Não foi preciso a mãe chamar...
A ansiedade com que se havia deitado tratou de o fazer madrugar. Ainda o relógio da sala não se tinha pronunciado às oito badaladas e já os meiotes de Vitorino se passeavam pela cozinha. O odor de que ontem sentia falta estava hoje ali e evidenciava-se a modos de o levar a abraçar a cintura da mãe, algo que do alto dos seus doze anos já considerava humilhante, caso fosse visto por algum dos parceiros de escola.
Era canela, pinhão, leite e ovos, raspa de limão, calda doce para aqui, massa crua para ali, sonhos perfeitos e rugir em som estridente na fritadeira, colher de pau incessante na árdua tarefa de mexer o leite creme e o avental... O mesmo avental de sempre, à cintura de sua mãe, o mesmo odor, que outros estranhariam, mas Vitorino conhecia e mantinha como assunção de que tudo estava perfeito, assegurado pela sensatez e sabedoria da mais bela mulher de todas, a sua mãe!

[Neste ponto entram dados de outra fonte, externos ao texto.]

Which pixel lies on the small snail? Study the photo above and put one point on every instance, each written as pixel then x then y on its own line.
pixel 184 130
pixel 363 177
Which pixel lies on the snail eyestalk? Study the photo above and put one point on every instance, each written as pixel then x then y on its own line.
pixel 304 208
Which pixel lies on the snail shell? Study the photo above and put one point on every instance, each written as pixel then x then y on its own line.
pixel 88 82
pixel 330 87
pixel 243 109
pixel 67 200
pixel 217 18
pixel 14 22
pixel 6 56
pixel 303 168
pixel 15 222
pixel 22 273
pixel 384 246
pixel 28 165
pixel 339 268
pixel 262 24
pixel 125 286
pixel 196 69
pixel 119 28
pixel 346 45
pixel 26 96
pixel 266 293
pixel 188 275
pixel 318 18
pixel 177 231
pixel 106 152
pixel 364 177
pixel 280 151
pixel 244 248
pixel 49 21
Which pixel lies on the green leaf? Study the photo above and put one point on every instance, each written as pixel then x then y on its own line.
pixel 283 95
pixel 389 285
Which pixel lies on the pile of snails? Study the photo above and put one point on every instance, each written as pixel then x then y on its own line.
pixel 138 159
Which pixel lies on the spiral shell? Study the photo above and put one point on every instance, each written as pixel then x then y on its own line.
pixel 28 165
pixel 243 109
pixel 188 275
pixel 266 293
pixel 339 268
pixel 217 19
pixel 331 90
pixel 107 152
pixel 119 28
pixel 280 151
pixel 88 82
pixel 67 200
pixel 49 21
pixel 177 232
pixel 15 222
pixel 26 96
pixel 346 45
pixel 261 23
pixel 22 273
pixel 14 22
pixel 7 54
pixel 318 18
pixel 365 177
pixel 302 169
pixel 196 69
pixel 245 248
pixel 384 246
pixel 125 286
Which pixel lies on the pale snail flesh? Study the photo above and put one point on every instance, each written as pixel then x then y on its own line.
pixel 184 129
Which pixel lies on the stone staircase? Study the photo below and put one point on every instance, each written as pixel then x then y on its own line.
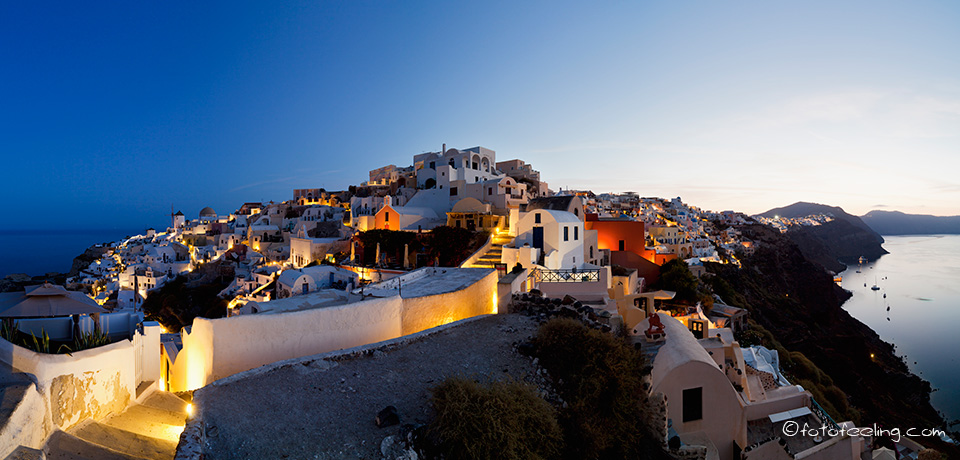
pixel 146 431
pixel 492 256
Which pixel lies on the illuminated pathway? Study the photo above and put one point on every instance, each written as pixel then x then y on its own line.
pixel 142 431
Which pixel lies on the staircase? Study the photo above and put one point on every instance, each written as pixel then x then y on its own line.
pixel 146 431
pixel 492 256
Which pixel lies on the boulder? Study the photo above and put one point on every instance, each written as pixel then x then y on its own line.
pixel 387 417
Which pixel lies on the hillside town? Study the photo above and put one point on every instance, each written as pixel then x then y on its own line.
pixel 450 236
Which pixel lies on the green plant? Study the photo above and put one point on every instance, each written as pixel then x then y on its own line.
pixel 41 345
pixel 600 378
pixel 87 340
pixel 505 420
pixel 9 332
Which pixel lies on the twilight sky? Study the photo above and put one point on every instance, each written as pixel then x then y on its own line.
pixel 112 113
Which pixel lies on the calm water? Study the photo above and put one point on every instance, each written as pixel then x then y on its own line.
pixel 41 251
pixel 921 280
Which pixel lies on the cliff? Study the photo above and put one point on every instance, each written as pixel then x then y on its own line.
pixel 83 260
pixel 844 239
pixel 898 223
pixel 794 298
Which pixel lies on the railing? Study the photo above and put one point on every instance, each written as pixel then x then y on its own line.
pixel 565 276
pixel 138 354
pixel 823 415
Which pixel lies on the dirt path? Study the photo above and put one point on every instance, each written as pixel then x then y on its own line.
pixel 323 409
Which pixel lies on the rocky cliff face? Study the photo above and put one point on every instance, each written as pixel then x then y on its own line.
pixel 836 243
pixel 840 241
pixel 797 301
pixel 898 223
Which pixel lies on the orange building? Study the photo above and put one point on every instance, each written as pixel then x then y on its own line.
pixel 627 245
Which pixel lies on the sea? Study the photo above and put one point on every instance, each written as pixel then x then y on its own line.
pixel 38 252
pixel 917 308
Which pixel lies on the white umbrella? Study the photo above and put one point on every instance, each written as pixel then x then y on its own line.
pixel 46 300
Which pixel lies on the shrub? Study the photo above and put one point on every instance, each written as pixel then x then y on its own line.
pixel 599 377
pixel 505 420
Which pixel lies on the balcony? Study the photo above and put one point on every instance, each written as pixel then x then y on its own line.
pixel 565 276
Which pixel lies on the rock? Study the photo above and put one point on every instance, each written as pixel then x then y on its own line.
pixel 567 312
pixel 527 349
pixel 387 417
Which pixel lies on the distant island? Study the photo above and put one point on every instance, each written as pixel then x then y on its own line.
pixel 898 223
pixel 827 235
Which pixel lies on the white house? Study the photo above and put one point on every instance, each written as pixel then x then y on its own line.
pixel 310 279
pixel 436 169
pixel 554 238
pixel 410 218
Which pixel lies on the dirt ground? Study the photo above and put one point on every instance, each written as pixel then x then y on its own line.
pixel 325 409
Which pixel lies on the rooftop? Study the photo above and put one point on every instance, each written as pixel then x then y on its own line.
pixel 428 281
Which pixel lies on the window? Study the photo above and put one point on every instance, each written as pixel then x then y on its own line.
pixel 692 404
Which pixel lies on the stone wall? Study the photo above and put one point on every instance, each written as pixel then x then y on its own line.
pixel 88 384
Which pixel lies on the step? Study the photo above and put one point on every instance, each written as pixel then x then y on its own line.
pixel 150 421
pixel 25 453
pixel 166 401
pixel 125 441
pixel 64 446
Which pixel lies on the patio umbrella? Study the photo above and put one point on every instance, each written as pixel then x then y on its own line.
pixel 46 300
pixel 662 295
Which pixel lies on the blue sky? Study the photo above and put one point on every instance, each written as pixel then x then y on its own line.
pixel 111 113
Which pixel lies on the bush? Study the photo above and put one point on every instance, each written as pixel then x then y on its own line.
pixel 498 420
pixel 675 276
pixel 599 377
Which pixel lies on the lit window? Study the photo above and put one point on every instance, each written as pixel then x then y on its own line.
pixel 692 404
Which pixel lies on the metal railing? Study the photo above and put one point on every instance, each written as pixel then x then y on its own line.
pixel 565 276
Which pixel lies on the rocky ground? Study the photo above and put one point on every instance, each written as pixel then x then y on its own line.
pixel 319 408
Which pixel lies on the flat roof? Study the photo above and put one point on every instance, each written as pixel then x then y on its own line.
pixel 431 281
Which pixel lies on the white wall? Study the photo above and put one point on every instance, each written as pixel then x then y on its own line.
pixel 218 348
pixel 88 384
pixel 569 253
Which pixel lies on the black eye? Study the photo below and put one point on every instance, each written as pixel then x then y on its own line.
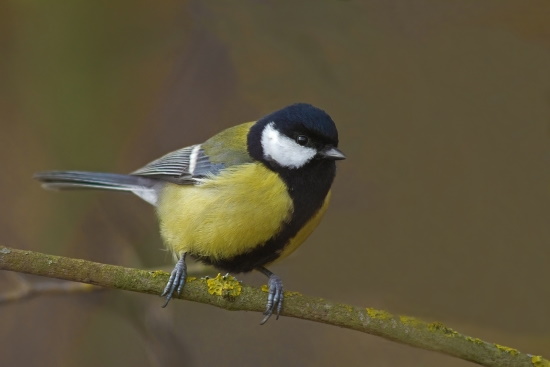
pixel 302 140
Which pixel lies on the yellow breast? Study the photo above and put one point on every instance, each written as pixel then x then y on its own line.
pixel 225 215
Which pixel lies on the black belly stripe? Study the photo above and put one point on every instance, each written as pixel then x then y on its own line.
pixel 308 189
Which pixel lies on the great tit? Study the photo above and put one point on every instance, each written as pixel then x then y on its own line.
pixel 244 198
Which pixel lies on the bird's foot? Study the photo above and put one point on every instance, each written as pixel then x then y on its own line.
pixel 176 282
pixel 274 298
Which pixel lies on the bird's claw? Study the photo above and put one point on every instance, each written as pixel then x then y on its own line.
pixel 274 298
pixel 176 281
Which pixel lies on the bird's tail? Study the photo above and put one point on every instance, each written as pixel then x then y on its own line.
pixel 143 187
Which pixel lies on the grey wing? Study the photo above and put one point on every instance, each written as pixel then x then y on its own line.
pixel 183 166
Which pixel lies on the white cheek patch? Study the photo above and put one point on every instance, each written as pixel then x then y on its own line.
pixel 283 150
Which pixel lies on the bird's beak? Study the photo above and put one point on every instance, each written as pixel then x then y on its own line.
pixel 332 153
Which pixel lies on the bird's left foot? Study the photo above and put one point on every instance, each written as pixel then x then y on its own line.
pixel 177 280
pixel 275 296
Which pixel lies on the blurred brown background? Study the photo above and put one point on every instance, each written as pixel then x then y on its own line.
pixel 440 211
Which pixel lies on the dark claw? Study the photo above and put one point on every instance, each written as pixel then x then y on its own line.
pixel 176 282
pixel 274 298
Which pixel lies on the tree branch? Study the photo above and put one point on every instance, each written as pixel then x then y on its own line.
pixel 228 293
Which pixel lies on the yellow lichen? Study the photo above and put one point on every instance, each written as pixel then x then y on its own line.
pixel 439 326
pixel 156 273
pixel 225 286
pixel 474 340
pixel 509 350
pixel 538 361
pixel 410 321
pixel 378 314
pixel 292 294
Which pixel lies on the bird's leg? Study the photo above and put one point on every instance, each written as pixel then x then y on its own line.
pixel 275 296
pixel 177 279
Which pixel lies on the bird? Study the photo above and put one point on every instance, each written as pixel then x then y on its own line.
pixel 246 197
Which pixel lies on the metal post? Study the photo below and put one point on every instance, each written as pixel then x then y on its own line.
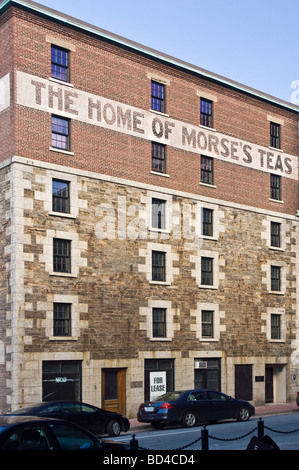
pixel 260 428
pixel 204 439
pixel 133 443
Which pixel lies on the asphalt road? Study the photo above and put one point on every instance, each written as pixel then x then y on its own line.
pixel 283 429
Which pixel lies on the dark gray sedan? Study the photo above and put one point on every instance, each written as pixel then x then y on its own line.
pixel 192 407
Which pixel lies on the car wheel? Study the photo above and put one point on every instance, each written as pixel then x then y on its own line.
pixel 113 428
pixel 189 419
pixel 157 425
pixel 244 414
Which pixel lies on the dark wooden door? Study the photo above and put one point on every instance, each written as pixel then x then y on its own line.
pixel 114 390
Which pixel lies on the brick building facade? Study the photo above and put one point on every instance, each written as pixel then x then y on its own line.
pixel 149 224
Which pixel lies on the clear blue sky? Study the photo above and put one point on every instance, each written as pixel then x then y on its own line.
pixel 254 42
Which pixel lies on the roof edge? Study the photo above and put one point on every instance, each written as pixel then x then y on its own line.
pixel 74 22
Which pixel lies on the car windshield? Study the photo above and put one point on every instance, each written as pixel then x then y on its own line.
pixel 169 396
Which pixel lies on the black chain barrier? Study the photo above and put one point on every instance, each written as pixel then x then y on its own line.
pixel 205 436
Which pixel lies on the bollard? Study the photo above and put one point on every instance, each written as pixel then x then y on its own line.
pixel 204 439
pixel 133 443
pixel 260 429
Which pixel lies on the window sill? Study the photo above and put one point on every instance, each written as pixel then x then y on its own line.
pixel 66 152
pixel 157 173
pixel 62 214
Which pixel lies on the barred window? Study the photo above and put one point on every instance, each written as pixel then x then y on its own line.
pixel 207 323
pixel 61 255
pixel 61 196
pixel 275 135
pixel 60 63
pixel 158 213
pixel 207 222
pixel 62 319
pixel 206 112
pixel 158 266
pixel 276 278
pixel 275 183
pixel 159 322
pixel 275 234
pixel 275 326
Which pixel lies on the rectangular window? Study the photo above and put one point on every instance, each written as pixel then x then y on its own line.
pixel 206 170
pixel 159 322
pixel 60 63
pixel 62 320
pixel 275 183
pixel 158 157
pixel 207 222
pixel 61 255
pixel 275 135
pixel 207 323
pixel 275 326
pixel 158 266
pixel 61 196
pixel 206 112
pixel 275 234
pixel 158 214
pixel 207 271
pixel 60 133
pixel 158 97
pixel 276 278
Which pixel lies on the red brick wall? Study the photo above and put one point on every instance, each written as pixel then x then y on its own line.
pixel 107 70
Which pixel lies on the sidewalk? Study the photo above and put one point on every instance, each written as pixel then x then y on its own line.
pixel 260 411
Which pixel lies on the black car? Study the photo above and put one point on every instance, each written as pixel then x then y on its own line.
pixel 36 433
pixel 192 407
pixel 95 420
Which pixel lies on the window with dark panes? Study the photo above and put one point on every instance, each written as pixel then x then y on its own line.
pixel 60 196
pixel 275 182
pixel 206 164
pixel 275 234
pixel 61 255
pixel 60 63
pixel 276 278
pixel 207 323
pixel 159 322
pixel 158 97
pixel 206 112
pixel 275 135
pixel 158 213
pixel 207 271
pixel 60 133
pixel 158 157
pixel 158 266
pixel 62 319
pixel 207 222
pixel 275 326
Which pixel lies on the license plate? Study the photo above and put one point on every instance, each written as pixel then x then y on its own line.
pixel 149 409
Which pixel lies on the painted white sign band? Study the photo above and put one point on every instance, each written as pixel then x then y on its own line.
pixel 4 92
pixel 57 98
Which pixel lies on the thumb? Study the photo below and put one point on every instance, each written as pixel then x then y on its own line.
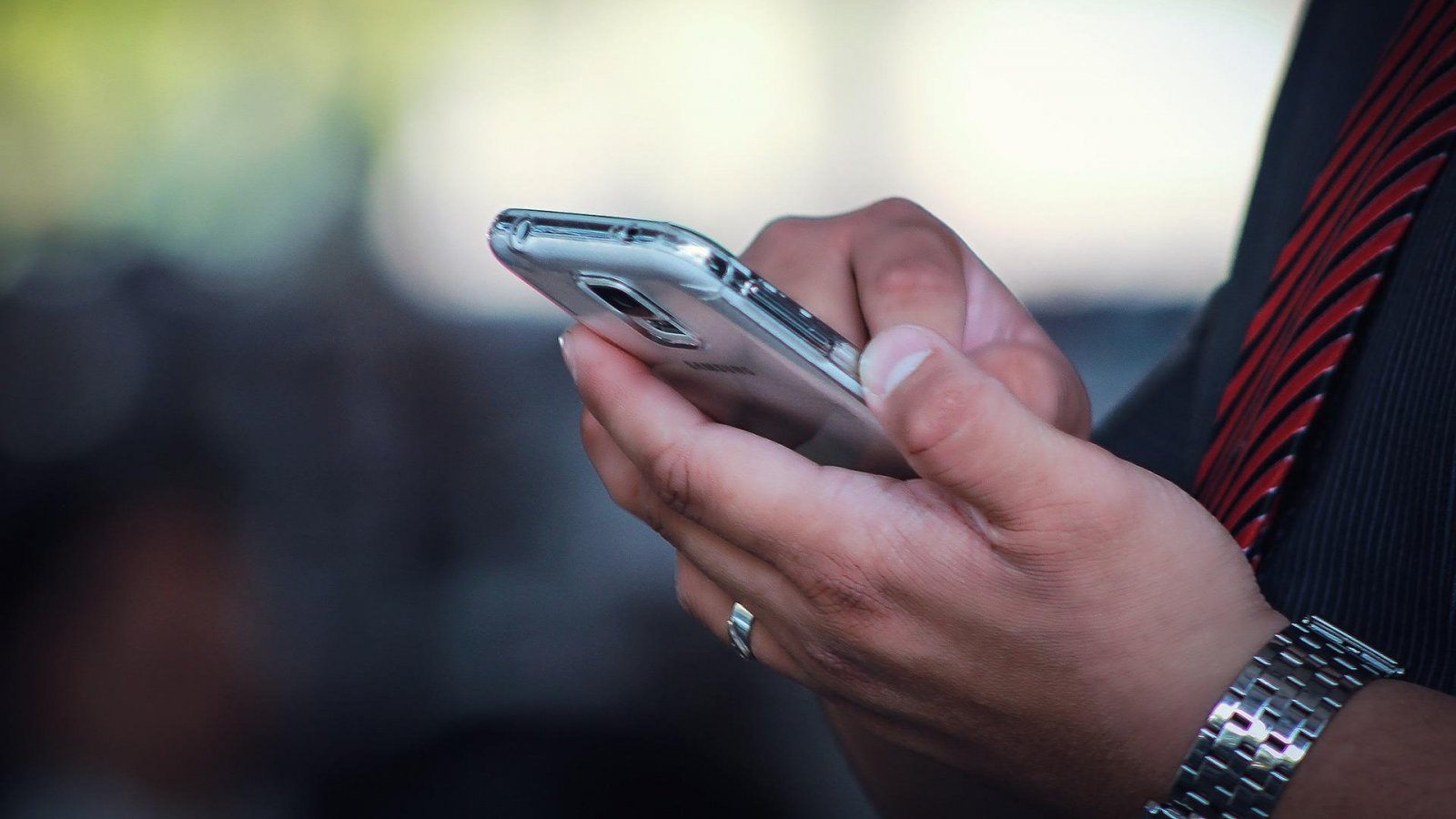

Olhou pela janela e tudo estava perfeito... O tempo ameaçava chuva mas Vitorino tinha a certeza de que não passaria dali. Afinal, era véspera de Natal e nas vésperas de natal nada pode acontecer de mal. O frio que se adivinhava lá fora levava-o a cerrar os olhos e valorizar o quentinho da cozinha, a cozinha da véspera de Natal.
De imediato se lembrou que tinha tarefas e, mesmo que não o fizesse, a mãe, autoritária, se encarregaria de o lembrar. Não, desta vez, não se desfaria em lamúrias...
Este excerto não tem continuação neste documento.